Para las izquierdas, especialmente para la nueva izquierda del Frente Amplio y el Partido Comunista, es muy difícil lidiar con este sentido común que los franceses llaman sécuritaire: a un mes de elegir a consejeros constitucionales para redactar una nueva Constitución, la lucha por los derechos humanos arriesga un fuerte retroceso a cambio de garantías (al precio fuerte) por un sentimiento de seguridad hoy extraviado.

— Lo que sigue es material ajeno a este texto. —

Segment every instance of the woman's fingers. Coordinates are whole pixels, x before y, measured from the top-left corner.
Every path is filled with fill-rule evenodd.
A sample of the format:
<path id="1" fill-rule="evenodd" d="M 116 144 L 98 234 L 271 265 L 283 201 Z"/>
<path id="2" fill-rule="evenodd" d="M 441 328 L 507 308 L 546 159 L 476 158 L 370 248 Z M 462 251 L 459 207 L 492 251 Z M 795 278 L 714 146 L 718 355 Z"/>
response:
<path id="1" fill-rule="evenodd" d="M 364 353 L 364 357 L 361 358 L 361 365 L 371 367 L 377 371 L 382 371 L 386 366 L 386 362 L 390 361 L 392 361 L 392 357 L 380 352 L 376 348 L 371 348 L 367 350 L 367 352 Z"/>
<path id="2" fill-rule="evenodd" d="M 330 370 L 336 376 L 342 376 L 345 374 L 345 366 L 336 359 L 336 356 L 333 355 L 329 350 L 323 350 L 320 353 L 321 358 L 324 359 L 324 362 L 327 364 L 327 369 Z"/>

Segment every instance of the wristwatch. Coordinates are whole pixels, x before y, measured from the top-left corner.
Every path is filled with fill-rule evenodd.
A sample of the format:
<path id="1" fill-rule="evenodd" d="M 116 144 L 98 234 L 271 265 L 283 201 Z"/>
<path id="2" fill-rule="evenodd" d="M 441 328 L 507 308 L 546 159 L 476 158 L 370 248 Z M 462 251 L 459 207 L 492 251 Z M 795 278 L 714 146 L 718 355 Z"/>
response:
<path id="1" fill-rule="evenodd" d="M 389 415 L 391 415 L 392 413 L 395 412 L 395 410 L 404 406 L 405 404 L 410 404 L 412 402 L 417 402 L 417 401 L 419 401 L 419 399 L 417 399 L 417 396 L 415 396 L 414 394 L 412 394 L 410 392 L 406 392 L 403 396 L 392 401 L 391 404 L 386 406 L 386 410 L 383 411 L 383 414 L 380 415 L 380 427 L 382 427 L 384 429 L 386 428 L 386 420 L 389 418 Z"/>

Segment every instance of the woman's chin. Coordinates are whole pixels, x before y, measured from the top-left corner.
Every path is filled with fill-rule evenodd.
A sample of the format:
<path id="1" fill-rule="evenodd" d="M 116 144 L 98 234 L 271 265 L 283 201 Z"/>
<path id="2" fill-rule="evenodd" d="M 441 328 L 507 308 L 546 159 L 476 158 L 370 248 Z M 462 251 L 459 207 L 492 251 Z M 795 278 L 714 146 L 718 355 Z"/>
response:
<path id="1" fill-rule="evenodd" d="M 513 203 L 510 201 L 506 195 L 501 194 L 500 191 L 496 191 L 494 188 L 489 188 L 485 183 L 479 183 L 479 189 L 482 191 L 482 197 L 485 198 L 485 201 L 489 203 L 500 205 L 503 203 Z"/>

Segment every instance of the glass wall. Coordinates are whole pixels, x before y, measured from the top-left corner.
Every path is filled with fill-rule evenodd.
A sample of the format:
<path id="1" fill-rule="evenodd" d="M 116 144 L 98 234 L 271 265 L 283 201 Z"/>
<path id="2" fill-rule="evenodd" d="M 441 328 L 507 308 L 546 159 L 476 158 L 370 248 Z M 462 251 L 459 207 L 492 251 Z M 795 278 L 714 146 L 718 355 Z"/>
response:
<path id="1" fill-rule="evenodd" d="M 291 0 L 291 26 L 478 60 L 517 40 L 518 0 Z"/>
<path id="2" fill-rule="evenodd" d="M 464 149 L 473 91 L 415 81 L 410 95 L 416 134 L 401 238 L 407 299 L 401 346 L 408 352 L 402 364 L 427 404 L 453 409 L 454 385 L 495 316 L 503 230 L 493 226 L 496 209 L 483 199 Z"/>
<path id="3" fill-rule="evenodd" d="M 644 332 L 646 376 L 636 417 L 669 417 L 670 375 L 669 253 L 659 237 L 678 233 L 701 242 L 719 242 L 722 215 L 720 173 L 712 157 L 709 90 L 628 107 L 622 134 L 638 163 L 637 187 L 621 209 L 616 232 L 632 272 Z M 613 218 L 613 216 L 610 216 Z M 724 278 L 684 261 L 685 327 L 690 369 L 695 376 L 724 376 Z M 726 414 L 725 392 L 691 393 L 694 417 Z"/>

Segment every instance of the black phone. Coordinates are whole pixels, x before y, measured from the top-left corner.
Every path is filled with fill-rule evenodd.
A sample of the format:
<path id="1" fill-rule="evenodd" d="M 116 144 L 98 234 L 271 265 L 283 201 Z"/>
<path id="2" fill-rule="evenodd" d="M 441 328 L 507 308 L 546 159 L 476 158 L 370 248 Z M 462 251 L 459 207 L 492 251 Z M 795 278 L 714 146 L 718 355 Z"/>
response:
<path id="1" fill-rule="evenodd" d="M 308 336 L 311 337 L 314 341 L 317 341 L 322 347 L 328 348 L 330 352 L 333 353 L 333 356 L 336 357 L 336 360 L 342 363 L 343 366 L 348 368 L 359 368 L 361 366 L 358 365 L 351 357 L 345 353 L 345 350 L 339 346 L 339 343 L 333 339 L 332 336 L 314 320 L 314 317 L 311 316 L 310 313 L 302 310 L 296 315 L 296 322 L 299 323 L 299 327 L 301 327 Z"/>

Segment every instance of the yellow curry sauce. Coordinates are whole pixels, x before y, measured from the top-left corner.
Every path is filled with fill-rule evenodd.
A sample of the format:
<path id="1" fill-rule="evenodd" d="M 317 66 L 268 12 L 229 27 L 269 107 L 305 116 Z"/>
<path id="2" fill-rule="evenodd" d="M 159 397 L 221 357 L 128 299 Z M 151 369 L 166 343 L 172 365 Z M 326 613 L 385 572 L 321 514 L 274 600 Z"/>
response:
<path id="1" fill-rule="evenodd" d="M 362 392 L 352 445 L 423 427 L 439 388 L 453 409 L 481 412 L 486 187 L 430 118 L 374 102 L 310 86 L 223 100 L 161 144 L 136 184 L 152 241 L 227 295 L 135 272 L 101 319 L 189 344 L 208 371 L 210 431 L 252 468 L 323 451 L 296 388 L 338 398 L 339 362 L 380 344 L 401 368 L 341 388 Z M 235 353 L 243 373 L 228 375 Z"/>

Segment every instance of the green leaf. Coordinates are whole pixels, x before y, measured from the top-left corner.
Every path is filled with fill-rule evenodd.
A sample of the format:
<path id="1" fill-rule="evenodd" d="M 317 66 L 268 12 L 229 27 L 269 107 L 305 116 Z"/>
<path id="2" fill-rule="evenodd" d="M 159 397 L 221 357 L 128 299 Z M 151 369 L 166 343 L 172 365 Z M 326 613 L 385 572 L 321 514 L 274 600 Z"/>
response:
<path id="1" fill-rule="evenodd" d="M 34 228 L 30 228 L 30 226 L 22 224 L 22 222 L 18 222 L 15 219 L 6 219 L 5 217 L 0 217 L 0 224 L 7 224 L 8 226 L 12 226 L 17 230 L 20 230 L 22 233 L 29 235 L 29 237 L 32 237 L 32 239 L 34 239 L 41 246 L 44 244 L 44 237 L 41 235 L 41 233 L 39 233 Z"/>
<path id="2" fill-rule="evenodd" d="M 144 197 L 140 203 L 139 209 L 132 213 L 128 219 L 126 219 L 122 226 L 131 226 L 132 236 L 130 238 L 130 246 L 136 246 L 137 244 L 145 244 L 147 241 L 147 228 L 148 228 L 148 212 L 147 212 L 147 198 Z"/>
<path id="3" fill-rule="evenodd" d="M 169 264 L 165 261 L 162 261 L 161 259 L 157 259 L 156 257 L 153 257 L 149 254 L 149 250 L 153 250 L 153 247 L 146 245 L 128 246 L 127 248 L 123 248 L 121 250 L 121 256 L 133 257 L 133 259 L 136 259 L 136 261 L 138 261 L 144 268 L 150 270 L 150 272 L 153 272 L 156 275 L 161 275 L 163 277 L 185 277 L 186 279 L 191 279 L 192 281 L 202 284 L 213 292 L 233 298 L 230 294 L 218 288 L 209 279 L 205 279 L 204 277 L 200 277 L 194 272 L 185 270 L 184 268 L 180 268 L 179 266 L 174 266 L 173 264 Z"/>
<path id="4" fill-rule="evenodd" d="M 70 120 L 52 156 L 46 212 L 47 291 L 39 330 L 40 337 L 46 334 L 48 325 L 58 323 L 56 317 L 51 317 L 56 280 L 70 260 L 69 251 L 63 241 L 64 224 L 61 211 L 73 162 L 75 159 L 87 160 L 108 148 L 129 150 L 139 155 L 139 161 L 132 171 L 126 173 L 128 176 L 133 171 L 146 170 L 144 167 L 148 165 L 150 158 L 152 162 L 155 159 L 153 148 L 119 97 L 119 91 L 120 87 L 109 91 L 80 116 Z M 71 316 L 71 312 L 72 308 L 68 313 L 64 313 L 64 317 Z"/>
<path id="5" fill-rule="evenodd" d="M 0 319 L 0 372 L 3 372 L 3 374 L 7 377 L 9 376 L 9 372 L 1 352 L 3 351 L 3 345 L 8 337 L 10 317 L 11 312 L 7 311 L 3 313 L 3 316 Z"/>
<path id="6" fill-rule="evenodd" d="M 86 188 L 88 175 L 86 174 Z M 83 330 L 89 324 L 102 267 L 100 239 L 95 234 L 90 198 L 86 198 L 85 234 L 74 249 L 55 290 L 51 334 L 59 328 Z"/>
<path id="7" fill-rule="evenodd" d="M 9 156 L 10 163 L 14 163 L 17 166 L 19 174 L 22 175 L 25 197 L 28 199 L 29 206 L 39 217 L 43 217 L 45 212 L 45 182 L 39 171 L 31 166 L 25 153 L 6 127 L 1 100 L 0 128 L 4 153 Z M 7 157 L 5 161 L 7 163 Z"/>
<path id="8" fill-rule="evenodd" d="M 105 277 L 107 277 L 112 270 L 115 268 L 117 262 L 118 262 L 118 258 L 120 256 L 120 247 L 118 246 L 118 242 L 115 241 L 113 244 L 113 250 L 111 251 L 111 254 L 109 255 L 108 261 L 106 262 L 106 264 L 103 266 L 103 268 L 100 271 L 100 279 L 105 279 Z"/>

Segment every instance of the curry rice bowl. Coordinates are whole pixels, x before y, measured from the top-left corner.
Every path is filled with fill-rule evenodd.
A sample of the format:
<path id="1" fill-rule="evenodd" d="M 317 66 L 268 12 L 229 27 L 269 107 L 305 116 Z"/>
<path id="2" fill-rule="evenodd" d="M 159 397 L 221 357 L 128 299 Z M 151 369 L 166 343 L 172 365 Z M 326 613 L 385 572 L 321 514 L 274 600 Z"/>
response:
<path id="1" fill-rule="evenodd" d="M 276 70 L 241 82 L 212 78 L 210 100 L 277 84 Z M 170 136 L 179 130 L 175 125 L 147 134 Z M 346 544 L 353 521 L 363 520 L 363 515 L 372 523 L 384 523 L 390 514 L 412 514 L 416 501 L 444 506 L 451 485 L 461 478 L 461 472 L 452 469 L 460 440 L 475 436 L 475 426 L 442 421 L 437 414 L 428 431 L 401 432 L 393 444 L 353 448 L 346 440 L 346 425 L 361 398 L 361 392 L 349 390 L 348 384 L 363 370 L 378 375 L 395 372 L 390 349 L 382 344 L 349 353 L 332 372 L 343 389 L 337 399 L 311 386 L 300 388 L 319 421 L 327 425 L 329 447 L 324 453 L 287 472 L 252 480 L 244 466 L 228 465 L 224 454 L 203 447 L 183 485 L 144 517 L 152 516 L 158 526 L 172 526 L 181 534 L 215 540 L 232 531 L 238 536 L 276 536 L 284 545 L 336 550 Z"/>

Como siempre, las ironías de la historia juegan un rol. Este año, se conmemoran 50 años del golpe de Estado del 11 de septiembre de 1973: de no mediar cambios sustantivos en la coyuntura del país, el riesgo de que choquen en el perímetro de esa fecha la memoria de la tragedia y la experiencia actual de la inseguridad es considerable. Sería una tragedia dentro de lo que fue nuestra última tragedia, para parafrasear el título del libro de Henry Rousso. Otra ironía es constatar cómo el Frente Amplio, al retirar el apoyo al presidente Boric en materias esenciales, se comporta del mismo modo en que se comportó el Partido Socialista con el presidente Allende (lo que a su vez explica la enorme lealtad socialista con el presidente Boric 50 años después, casi a modo de redención). Por cierto, nada de esto es deliberado: en un año conmemorativo, opera un inconsciente de la historia, pasando por encima de generaciones distintas.